Looking ahead, the integration of SfM photogrammetry with emerging technologies opens promising possibilities for marine biodiversity monitoring. The photogrammetric module developed in this study was conceived from the outset with ROV integration capability, and the deployment of such systems on autonomous platforms would substantially reduce the physical and logistical constraints associated with scuba diving, particularly at depths beyond 30 m, where bottom time is severely limited. The combination of 3D photogrammetry with convolutional neural network-based taxonomic identification has demonstrated the capacity to deliver accurate estimates of benthic species abundance and morphology across morphologically complex taxa, and can be applied across SCUBA, ROV, and AUV survey platforms, making it particularly valuable for spatially extensive surveys where manual analysis is prohibitively time-consuming [39]. Applied to P. rudis, such workflows could enable semi-automated detection, segmentation, and measurement of individuals directly from 3D point clouds or orthomosaics, dramatically accelerating data processing. Furthermore, the establishment of georeferenced 3D models as annual baselines will allow future studies to quantify population changes at the individual level (tracking recruitment, growth, and mortality), thereby providing the demographic resolution needed to evaluate the conservation status of the species under conditions of environmental change.

5. Conclusions

Although SfM photogrammetry has been increasingly applied to benthic habitats, quantitative validations of its metric accuracy for protected marine species remain limited, particularly in confined and low-light environments such as marine caves. Here, we provide one of the few validations of SfM-derived morphometric measurements for a legally protected bivalve, Pinna rudis, through direct comparison with in situ diver measurements. By integrating a custom low-light photogrammetry system with an ecological validation framework, this study offers a promising approach with potential for broader application for the non-invasive monitoring of vulnerable benthic species in marine protected areas.
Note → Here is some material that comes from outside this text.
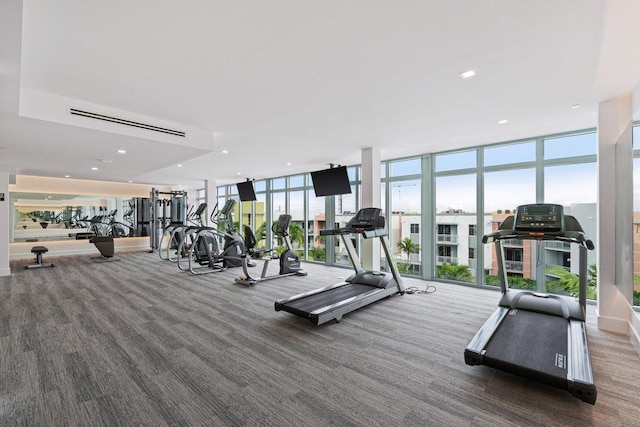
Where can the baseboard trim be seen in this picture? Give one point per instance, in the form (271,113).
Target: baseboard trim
(612,324)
From a conservation standpoint, these findings have potential practical implications. The validated workflow has the potential to be incorporated into existing demographic monitoring programs of Pinna rudis in the Cabrera Archipelago and other Mediterranean MPAs, potentially providing managers with quantitative tools to detect changes in density, size structure and habitat condition without compromising the integrity of the populations. Given the species’ protection under the Barcelona Convention and its role as a potential ecological replacement for the critically endangered P. nobilis, the establishment of standardised, repeatable and minimally invasive monitoring protocols is a conservation priority. The methodology presented here directly contributes to that need, supporting evidence-based decision-making in the management of vulnerable benthic communities and the preservation of the structural and functional integrity of Mediterranean marine ecosystems.